Progress isn't gradual
I used to believe that progress with feeling more secure was gradual:
It was very frustrating.
I had terrible neck pain for years. Eventually, one day, I had an security breakthrough and experienced sudden relief. This relief continued for a few months, so I began to think my neck pain was a thing of the past.
This is not what happened.
Soon I began to notice moments where my neck was in great pain.
So I got worried: Relapse!? Was all of my progress a lie??
To better understand what was going on, I started tracking every moment my neck felt tense. I knew that my neck used to trigger in situations where I felt I wasn’t fully expressing myself socially and a few others — was this still the case?

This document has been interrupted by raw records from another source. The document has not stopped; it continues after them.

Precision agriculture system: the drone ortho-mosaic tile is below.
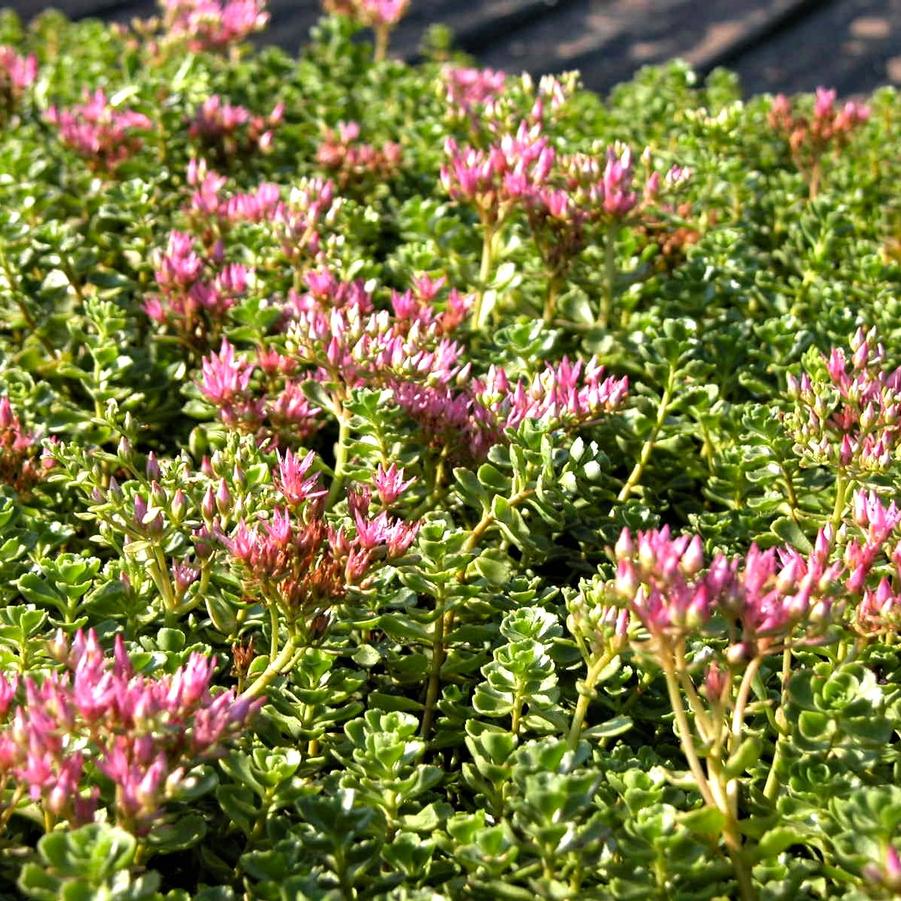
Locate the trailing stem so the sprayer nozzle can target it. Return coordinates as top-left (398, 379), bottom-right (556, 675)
top-left (325, 404), bottom-right (350, 510)
top-left (830, 466), bottom-right (850, 531)
top-left (617, 366), bottom-right (676, 503)
top-left (662, 653), bottom-right (757, 901)
top-left (566, 651), bottom-right (616, 751)
top-left (238, 620), bottom-right (298, 701)
top-left (763, 646), bottom-right (792, 801)
top-left (422, 596), bottom-right (445, 738)
top-left (372, 25), bottom-right (391, 63)
top-left (598, 225), bottom-right (619, 328)
top-left (472, 223), bottom-right (496, 332)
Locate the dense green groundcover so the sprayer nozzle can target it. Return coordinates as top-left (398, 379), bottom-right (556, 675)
top-left (0, 0), bottom-right (901, 901)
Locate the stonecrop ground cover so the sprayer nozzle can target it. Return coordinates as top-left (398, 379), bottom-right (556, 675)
top-left (0, 0), bottom-right (901, 901)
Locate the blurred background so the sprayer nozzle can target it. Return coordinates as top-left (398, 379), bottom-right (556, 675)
top-left (11, 0), bottom-right (901, 95)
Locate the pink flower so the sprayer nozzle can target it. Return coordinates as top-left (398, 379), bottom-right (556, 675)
top-left (442, 66), bottom-right (507, 115)
top-left (200, 339), bottom-right (255, 407)
top-left (373, 463), bottom-right (416, 507)
top-left (46, 89), bottom-right (153, 171)
top-left (276, 450), bottom-right (327, 506)
top-left (163, 0), bottom-right (269, 50)
top-left (0, 45), bottom-right (38, 102)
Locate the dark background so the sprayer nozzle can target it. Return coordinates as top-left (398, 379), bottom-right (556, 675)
top-left (12, 0), bottom-right (901, 95)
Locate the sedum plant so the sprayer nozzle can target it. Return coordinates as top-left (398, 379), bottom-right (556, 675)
top-left (0, 0), bottom-right (901, 901)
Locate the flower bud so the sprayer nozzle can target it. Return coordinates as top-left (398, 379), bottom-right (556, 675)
top-left (216, 479), bottom-right (232, 516)
top-left (144, 451), bottom-right (162, 482)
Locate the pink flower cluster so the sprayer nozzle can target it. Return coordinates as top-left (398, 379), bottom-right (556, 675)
top-left (769, 88), bottom-right (870, 197)
top-left (0, 45), bottom-right (38, 107)
top-left (200, 270), bottom-right (628, 464)
top-left (441, 122), bottom-right (688, 273)
top-left (144, 231), bottom-right (253, 350)
top-left (316, 122), bottom-right (402, 190)
top-left (770, 87), bottom-right (870, 153)
top-left (286, 270), bottom-right (464, 388)
top-left (442, 66), bottom-right (507, 117)
top-left (220, 451), bottom-right (419, 621)
top-left (163, 0), bottom-right (269, 51)
top-left (783, 329), bottom-right (901, 474)
top-left (188, 159), bottom-right (282, 223)
top-left (0, 396), bottom-right (53, 495)
top-left (188, 160), bottom-right (340, 262)
top-left (188, 94), bottom-right (285, 159)
top-left (0, 630), bottom-right (263, 834)
top-left (614, 527), bottom-right (841, 663)
top-left (392, 358), bottom-right (629, 465)
top-left (839, 489), bottom-right (901, 637)
top-left (200, 340), bottom-right (322, 444)
top-left (46, 89), bottom-right (153, 171)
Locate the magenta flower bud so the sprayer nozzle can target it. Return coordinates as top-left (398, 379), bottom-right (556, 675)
top-left (133, 494), bottom-right (147, 527)
top-left (704, 662), bottom-right (729, 704)
top-left (726, 642), bottom-right (751, 666)
top-left (679, 535), bottom-right (704, 576)
top-left (884, 845), bottom-right (901, 888)
top-left (145, 451), bottom-right (161, 481)
top-left (150, 482), bottom-right (169, 507)
top-left (614, 560), bottom-right (639, 601)
top-left (613, 529), bottom-right (635, 560)
top-left (200, 486), bottom-right (216, 522)
top-left (192, 528), bottom-right (213, 560)
top-left (169, 488), bottom-right (188, 523)
top-left (838, 435), bottom-right (854, 466)
top-left (109, 476), bottom-right (123, 501)
top-left (216, 479), bottom-right (232, 516)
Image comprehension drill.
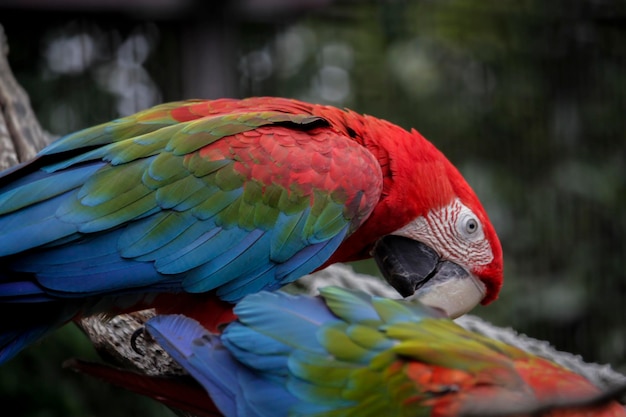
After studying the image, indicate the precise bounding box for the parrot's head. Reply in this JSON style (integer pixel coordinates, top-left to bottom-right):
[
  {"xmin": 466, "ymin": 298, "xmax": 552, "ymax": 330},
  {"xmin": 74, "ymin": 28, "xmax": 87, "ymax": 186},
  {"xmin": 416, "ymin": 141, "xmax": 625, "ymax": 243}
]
[
  {"xmin": 326, "ymin": 117, "xmax": 503, "ymax": 317},
  {"xmin": 372, "ymin": 125, "xmax": 503, "ymax": 317}
]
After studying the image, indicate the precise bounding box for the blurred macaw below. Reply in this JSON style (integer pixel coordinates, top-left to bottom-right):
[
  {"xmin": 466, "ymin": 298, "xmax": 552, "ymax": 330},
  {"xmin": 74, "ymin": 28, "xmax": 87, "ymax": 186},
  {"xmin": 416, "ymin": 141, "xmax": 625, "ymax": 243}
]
[
  {"xmin": 69, "ymin": 287, "xmax": 626, "ymax": 417},
  {"xmin": 0, "ymin": 97, "xmax": 502, "ymax": 363}
]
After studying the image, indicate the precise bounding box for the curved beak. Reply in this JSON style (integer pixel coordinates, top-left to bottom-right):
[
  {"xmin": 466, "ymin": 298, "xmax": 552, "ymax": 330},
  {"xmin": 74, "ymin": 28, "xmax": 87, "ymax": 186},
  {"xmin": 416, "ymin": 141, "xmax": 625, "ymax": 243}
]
[{"xmin": 373, "ymin": 235, "xmax": 485, "ymax": 318}]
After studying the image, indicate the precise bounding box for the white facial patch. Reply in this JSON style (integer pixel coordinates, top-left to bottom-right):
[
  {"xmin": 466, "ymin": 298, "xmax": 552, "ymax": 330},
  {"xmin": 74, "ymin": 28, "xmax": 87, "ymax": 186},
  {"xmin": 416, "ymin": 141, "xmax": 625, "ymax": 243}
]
[{"xmin": 392, "ymin": 198, "xmax": 493, "ymax": 267}]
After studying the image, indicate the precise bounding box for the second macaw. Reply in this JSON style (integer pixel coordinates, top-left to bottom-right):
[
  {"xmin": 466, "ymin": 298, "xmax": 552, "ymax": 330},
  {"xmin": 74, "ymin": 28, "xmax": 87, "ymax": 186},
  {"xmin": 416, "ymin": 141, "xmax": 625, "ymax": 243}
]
[
  {"xmin": 0, "ymin": 97, "xmax": 502, "ymax": 363},
  {"xmin": 70, "ymin": 287, "xmax": 626, "ymax": 417}
]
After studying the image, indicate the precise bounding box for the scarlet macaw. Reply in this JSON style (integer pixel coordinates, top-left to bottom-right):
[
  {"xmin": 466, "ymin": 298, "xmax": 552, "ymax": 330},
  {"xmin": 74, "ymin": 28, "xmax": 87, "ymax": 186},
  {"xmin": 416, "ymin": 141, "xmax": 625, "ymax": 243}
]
[
  {"xmin": 0, "ymin": 97, "xmax": 502, "ymax": 363},
  {"xmin": 70, "ymin": 287, "xmax": 626, "ymax": 417}
]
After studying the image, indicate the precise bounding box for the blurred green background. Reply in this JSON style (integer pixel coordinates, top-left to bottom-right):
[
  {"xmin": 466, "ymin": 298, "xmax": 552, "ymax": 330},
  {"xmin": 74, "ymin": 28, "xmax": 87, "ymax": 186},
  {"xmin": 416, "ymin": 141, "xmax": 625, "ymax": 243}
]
[{"xmin": 0, "ymin": 0, "xmax": 626, "ymax": 417}]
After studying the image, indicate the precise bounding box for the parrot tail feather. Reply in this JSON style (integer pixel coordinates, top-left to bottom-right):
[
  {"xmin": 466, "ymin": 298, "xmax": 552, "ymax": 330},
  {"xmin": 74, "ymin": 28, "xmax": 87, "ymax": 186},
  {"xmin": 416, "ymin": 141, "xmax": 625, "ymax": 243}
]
[
  {"xmin": 0, "ymin": 300, "xmax": 81, "ymax": 365},
  {"xmin": 63, "ymin": 359, "xmax": 223, "ymax": 417}
]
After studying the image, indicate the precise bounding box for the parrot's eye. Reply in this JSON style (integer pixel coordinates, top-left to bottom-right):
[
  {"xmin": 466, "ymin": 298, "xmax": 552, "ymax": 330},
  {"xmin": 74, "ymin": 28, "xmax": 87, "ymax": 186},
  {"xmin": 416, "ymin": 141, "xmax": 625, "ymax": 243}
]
[
  {"xmin": 457, "ymin": 213, "xmax": 480, "ymax": 240},
  {"xmin": 465, "ymin": 219, "xmax": 478, "ymax": 235}
]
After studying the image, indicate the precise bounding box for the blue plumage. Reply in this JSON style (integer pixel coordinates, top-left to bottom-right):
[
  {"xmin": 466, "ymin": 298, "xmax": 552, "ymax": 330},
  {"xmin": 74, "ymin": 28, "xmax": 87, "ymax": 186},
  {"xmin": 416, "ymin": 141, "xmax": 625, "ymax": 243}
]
[{"xmin": 0, "ymin": 98, "xmax": 377, "ymax": 363}]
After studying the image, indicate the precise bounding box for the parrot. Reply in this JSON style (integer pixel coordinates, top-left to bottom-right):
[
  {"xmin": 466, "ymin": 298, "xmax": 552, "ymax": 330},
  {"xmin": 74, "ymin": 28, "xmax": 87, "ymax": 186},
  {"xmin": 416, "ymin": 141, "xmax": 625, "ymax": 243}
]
[
  {"xmin": 66, "ymin": 286, "xmax": 626, "ymax": 417},
  {"xmin": 0, "ymin": 97, "xmax": 503, "ymax": 363}
]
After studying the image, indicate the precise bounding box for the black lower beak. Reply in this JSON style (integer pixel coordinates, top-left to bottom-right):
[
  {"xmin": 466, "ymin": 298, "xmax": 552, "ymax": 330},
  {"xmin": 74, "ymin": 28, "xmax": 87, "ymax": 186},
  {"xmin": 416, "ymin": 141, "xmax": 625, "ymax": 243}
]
[
  {"xmin": 374, "ymin": 235, "xmax": 468, "ymax": 297},
  {"xmin": 373, "ymin": 235, "xmax": 439, "ymax": 297},
  {"xmin": 373, "ymin": 235, "xmax": 485, "ymax": 318}
]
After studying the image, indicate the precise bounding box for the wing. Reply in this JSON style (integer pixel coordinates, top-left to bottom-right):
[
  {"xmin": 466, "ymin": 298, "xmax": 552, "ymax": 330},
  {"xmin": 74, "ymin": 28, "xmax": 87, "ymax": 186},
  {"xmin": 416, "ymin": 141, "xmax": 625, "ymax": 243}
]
[{"xmin": 0, "ymin": 101, "xmax": 382, "ymax": 301}]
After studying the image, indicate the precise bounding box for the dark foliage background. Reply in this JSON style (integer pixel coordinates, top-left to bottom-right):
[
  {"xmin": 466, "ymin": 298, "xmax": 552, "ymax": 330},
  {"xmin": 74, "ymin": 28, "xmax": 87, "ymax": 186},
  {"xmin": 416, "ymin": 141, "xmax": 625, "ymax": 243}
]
[{"xmin": 0, "ymin": 0, "xmax": 626, "ymax": 417}]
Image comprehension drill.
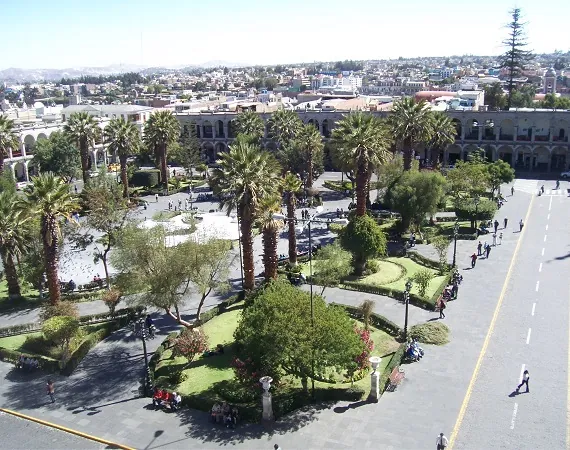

I discovered my neck wasn’t triggering in these old situations. It was mostly fine then. Instead, it was triggering in other situations I’d never noticed were triggers—for example, when I felt like I wasn’t “being productive enough”.
I’d never noticed this was a trigger—but, well, I also don’t worry about my productivity all that often.
Finally it clicked: My neck pain didn’t have a single cause—it was a common symptom of multiple insecurities. Some of these insecurities related to social interaction, others related to productivity, and yet others remained to be named.
So even though I had unlearned some of the social insecurities that triggered my neck pain, other insecurities remained.
I also noticed that my insecurities appeared to follow a power law: a few were quite common, and the rest formed a long tail of less common, “dormant insecurities”.
What was surprising was that any insecurity could trigger debilitating neck pain. I’d expected progress to look like my neck pain gradually disappearing, but instead, progress looked like debilitating suffering, but less and less often. So the metric to track wasn’t “How good do I feel today?”, but “How frequent are my bad days?”
Now that I have a better model of progress, new moments of neck pain are exciting: I’ll be able to feel even more secure soon.
V3. 2025 May 5 – 2025 Nov 8.







Good one! Another framing I like is that progress is mostly about speed of recovery, which cashes out similarly to your framing, but tracks a slightly different element.